Here’s what the good guy says, according to interviews he gave to a TV station in Portland, complete with video of him displaying his Glock, which was picked up and aired by other stations and reported in the region’s newspapers: He entered the mall with a friend and her baby. When the shooting started, the friend and baby ducked for cover, and the good guy drew his Glock and positioned himself behind a column.
After the shooter fired several rounds – and two people had been killed – his AR-15 assault rifle jammed. The good guy took his chance to draw a bead on the shooter, got him in his sights – and then didn’t shoot, because he saw other people behind him.

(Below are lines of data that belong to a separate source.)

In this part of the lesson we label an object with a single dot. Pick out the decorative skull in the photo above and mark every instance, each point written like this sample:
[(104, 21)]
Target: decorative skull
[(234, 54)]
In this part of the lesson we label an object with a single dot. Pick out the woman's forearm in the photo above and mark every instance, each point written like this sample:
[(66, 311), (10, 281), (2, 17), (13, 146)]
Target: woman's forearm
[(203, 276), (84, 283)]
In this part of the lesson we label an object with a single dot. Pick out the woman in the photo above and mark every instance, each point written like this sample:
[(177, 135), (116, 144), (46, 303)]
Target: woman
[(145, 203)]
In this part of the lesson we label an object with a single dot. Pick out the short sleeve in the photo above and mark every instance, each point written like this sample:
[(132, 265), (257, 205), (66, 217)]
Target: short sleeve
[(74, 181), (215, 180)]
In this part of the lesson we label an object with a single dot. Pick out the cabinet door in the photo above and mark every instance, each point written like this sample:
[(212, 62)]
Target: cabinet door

He retreated into a nearby store, keeping his eyes on the shooter. He says the shooter saw him.
The shooter fled the mall hallway, entered a service corridor and then a stairwell. Soon thereafter, he shot himself.
“I know that after he saw me, I think the last shot he fired was at himself,” the good guy said.
The police have not confirmed his account; a spokesman for the Clackamas County Sheriff’s Office told me that investigators would not comment on any witness account to avoid tainting the investigation. In the public chronology assembled by the Sheriff’s Office, there is no mention of the good guy with the gun.
So: Stopped? Caused? Intervened? Ran? Confronted? Saw?
Are any of those words true? Right now, the best one could say is maybe, but maybe, when it comes to gun fables, is never good enough. There is no room for qualification, for the complicating reality, for the truth that maybe means maybe not.
It is indisputable that legally armed citizens sometimes defend themselves and others. That truth that does not need to rely upon fables, and the story of the good guy in the Clackamas Town Center is a fable. It has departed the world of the fact and entered completely into the business of fortifying passionate, unwavering belief. The truth about it – the verifiable truth – isn’t known, and never can be.
Even if the liberal media refuses to report it.